Veja a seguir cinco histórias reais de perrengues —e polêmicas— narradas pela escritora Valesca Popozuda.
Relacionamento abusivo aos 17 anos
“Convivi com ele por um ano e alguns meses (…) Como eu era novinha, acreditava que o ciúme era normal, que era um jeitinho fofo de mostrar que me amava. Nunca enxerguei problema nisso. Até que o ciúme foi aumentando e ele me proibiu de ter amigos homens (…)
A gota d’água aconteceu em uma festa. Eu estava me divertindo muito e dançando bem próximo dele quando um rapaz se aproximou de mim e, sem que eu visse, pegou no meu cabelo. Pronto.
Meu namorado foi dominado pela fúria e saiu me arrastando pelo braço na frente de todo mundo. Eu tentava me desvencilhar, mas ele, por ser bem mais forte, me arrastou até o canto e disse que eu estava me oferecendo para todo mundo. Nós discutimos e eu disse que não aguentava mais.
Quando cheguei em casa e fui arrumar minhas coisas, ele gritava e batia na porta, dizendo que dali eu não sairia. Se eu insistisse na ideia, sairia dali morta.
Fiquei gelada, acuada pela situação, que acabava de chegar a um ponto insuportável e incontrolável (…) Então, pensei muito e tomei uma decisão: um dia esperei ele sair para trabalhar e fugi para a casa de uma conhecida.”
Alvo de latas do público
“Eu me virei para o público, totalmente insegura, e comecei a cantar um sucesso da época chamado ‘Descontroladas’. Era um funk light que estava bombando nas rádios. Quando comecei a cantar, talvez pelo meu nervosismo, algumas pessoas se irritaram e jogaram latas na gente. Outras não… Foram muitas latadas enquanto os caras gritavam ‘dança aí!’.
Fiquei apavorada. Eu só queria sair correndo e abandonar tudo, mas, como eu tinha a dona Regina Célia como exemplo, pensei em toda a sua luta e garra e me conscientizei de que não havia nada melhor para me fazer seguir adiante do que um desafio como aquele.
Então, firmei meu pensamento no sucesso e comecei a cantar um funk proibidão, aqueles cheios de palavrões, um que eu mesma havia escrito, que se chamava ‘Vai Mamada’. Eu nunca havia pensado em cantar aquele funk em público, porque a letra era forte, mas o público começou a reagir de maneira positiva.
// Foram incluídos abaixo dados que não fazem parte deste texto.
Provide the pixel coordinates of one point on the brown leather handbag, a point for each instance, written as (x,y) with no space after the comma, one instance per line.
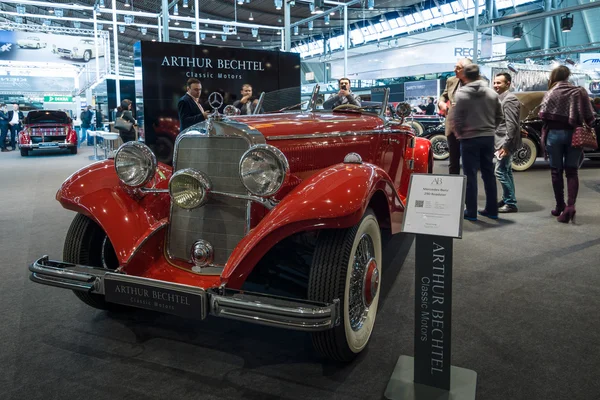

Para minha total surpresa, a plateia mudou de comportamento.
Os machões começaram a curtir e a mulherada descia até o chão. Naquele momento, olhei para as meninas do grupo, que dançavam e diziam: “É isso aí!”, e para o Pardal, que gritava: ‘Você é foda!'”
Se fingindo de moradora do Alemão para conhecer Lula
“Teve uma vez, por exemplo, que soubemos que o então presidente Lula e o governador do Rio, Sérgio Cabral, estariam no Complexo do Alemão. Enxergamos aquele acontecimento como uma oportunidade de fazer o funk ser notado e ganhar uma mídia ampla (…)
Eu morava em Irajá, mas sempre frequentei o Complexo. Tinha muitas amigas lá, e foi através de uma dessas amigas que consegui me infiltrar na comunidade no dia anterior ao evento, me fazendo passar por moradora para ter livre acesso (…)
Neuroses à parte, fiquei dentro da casa da minha amiga, que era bem perto do palco. Assim que o presidente e o governador subiram, eu entrei e fiz aquela performance, deixei todos sem ação e me declarei para os dois, que me deram a maior atenção (…)
O presidente babou quando me viu e o governador não sabia para onde olhar, mas ambos me trataram super-bem. Eu tive o meu momento de fama, que resultou em uma mídia espetacular e, consequentemente, em um convite para fazer a capa da Playboy. Depois disso, fui procurada por programas de TV, rádios e jornais e acabei criando o “Funk do Lula”, que na época gerou o maior rebuliço.”
Ligando para fã que queria se matar
“Em 2013 recebi um e-mail de um rapaz com uma história parecida [de um jovem gay que, por não ser aceito na família, queria cometer suicídio].
Novamente a apreensão apertou o meu peito e não perdi tempo: liguei e, enquanto o telefone chamava, eu rezava e pedia a Deus que as coisas fossem diferentes daquela vez. Quando atenderam e tive certeza de que era ele, chorei de emoção.
Talvez ele nem tenha entendido o motivo do meu choro, mas naquelas duas poucas horas em que ficamos ao telefone eu consegui fazê-lo perceber que ele não era pior do que ninguém.
Embora não tivesse o apoio da família, ele tinha o apoio de muita gente que o amava. Graças a Deus, a história desse garoto teve um desfecho feliz. Por causa da nossa conversa, a mãe passou a acompanhá-lo de perto. Eu ligava toda semana para saber como ele estava e acabei criando um laço de amizade com uma pessoa que hoje em dia mora com o namorado e a mãe.”
Queimando contratante
“Uma vez eu estava em um camarim improvisado e precisei fazer um babyliss no cabelo. Só tinha espelho na sala do diretor do clube, então peguei o meu nécessaire e fui sozinha até lá. Estava me arrumando, só de lingerie, sabe aquele momento em que você se descontrai e fica cantarolando? Pois aí a porta se abriu e eu me assustei. Era o contratante, o cara que tinha alugado o clube para fazer o show (…)
Daí o senhor muito escroto, que já tinha pra lá dos seus 60 anos, se atreveu a colocar o pênis pra fora da calça e me pedir para pegar no seu instrumento (de pequeno porte, por sinal). A fúria me invadiu, e rodei a baiana.
Não perdi mais tempo. Respirei bem fundo, sorri, olhei bem nos olhos dele e sensualmente me aproximei do canalha. Sussurrando, perguntei: ‘Você quer que eu pegue?’ E o babão respondeu: ‘Adoraria!’ Ah, pra quê? Encostei o babyliss quentíssimo no pau dele. O idiota começou a gritar ‘Você me queimou! Você me queimou!’ (…)”
De uma coisa eu sei: deve ter sido a foda mais quente e marcante que ele já deu na vida. Para ele, sou uma mulher inesquecível.”